Legal Article - Business Law

Consumer Credit Licence Requirements

Most motor dealers will need a Consumer Credit Licence. Without one it would be illegal to sell the vast majority of cars on credit.
Most commonly motor dealers act as credit brokers i.e. they introduce customers to sources of credit; through a finance agreement they arrange a 3 way link up of customer trader finance company.

The customer receives a car from the dealer and credit from the finance company. The dealer receives money partly from the customer as a deposit but the larger part from the finance company.

The finance company will often legally own the car until the customer has paid them the loan back with interest over monthly/weekly payments.

We get many queries from clients about letting cars go out when the customer has signed the car finance documents and then the finance company deciding to not proceed with the deal. The customer ends up with the free loan of a car.

The position is that any party can stop the finance deal going through prior to all three parties signing the agreement. Whenever this happens the customer must be given the deposit and any part exchange vehicle back.

If the part exchange vehicle has been sold then the dealer must return the agreed part exchange value.
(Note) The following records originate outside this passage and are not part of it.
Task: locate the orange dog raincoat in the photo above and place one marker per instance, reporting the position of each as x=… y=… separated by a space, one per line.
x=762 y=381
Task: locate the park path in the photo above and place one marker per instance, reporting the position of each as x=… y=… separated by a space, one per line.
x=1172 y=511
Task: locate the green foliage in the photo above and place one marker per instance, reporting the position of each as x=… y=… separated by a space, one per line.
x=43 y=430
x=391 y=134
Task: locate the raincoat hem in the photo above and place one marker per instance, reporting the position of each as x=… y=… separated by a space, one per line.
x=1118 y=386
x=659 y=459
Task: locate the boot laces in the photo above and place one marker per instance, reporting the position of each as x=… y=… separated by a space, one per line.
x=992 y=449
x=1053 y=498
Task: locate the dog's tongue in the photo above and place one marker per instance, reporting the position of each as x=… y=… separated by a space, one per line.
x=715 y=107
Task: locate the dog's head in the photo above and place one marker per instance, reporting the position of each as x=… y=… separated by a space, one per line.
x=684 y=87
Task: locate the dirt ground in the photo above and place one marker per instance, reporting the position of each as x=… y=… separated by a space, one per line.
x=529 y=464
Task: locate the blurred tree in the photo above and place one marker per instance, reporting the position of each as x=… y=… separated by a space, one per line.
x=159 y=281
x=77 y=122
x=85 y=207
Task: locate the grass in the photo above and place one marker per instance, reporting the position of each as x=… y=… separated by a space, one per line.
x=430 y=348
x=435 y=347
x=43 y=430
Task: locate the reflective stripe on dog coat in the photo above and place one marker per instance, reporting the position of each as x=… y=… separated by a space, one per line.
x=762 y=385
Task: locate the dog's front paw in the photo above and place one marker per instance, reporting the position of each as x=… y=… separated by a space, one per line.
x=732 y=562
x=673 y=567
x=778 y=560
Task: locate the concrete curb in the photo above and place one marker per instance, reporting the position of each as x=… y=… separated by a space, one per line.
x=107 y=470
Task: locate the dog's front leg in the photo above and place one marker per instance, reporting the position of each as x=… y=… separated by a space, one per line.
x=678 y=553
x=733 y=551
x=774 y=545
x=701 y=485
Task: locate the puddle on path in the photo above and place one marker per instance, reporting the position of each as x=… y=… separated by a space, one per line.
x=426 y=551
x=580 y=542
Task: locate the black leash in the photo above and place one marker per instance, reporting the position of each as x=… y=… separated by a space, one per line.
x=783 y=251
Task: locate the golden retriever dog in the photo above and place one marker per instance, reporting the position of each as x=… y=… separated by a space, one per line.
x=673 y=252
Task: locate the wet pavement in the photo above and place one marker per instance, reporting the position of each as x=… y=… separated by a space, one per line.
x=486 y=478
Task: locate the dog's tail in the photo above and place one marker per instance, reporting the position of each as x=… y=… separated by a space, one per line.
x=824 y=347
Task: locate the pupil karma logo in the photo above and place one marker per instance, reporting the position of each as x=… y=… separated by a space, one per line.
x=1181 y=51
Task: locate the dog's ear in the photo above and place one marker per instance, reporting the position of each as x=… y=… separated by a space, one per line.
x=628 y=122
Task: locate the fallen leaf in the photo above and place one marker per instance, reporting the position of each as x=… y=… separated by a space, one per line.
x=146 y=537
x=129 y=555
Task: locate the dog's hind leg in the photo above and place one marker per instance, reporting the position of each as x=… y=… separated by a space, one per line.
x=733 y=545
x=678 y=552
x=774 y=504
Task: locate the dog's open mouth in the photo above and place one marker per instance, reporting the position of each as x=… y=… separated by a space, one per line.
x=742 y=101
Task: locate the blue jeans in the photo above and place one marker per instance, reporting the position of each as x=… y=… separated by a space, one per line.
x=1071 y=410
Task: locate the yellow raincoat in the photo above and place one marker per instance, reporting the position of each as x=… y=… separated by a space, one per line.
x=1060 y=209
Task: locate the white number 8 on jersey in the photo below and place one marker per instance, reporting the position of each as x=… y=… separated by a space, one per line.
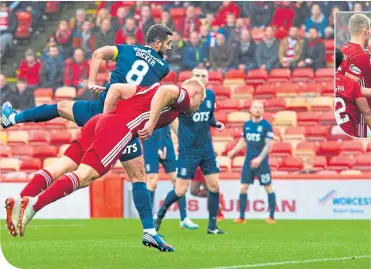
x=137 y=72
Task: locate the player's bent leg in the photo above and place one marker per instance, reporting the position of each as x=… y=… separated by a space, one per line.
x=212 y=181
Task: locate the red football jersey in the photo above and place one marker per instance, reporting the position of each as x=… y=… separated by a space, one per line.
x=357 y=63
x=137 y=108
x=347 y=114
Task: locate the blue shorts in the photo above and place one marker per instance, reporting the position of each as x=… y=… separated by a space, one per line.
x=263 y=173
x=83 y=111
x=189 y=160
x=152 y=160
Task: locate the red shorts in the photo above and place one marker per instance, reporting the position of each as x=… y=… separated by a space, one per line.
x=101 y=142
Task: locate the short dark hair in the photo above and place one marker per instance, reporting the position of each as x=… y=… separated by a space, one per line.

This leads to an extra difficulty when the dealer has over allowed on the part exchange vehicle.

Furthermore the insurance position must be considered when a customer takes a vehicle before the finance company pays out. Again we have had situations where a vehicle is not insured if the customer drives it prior to the sale.

In a smaller number of cases the dealer will actually be the creditor thereby cutting out the finance company. Whether a credit broker or creditor, the motor dealer must hold a Consumer Credit Licence to trade in that way.

Consumer Credit Licences are obtained for a fee from the Office of Fair Trading (OFT) in London (not Trading Standards Departments). Needless to say it is very important to acquire a licence, and secondly, keep it. 

The OFT keep careful watch over potential and current licences. If they have received notification of criminal offences or a large number of consumer complaints then they can turn down a licence application or decide that a licence should be revoked.

There is an appeals procedure but it is wise not to get to that point if at all possible. Furthermore if you are in business with or are related to someone else who has an adverse record then the OFT can use those factors against you.

As well as stipulating the applicants name the licence will also contain particular trading names as requested. No others must be used. It will also contain the categories of activities such as credit brokerage, debt collecting etc. Any changes on the licence must be notified to the OFT.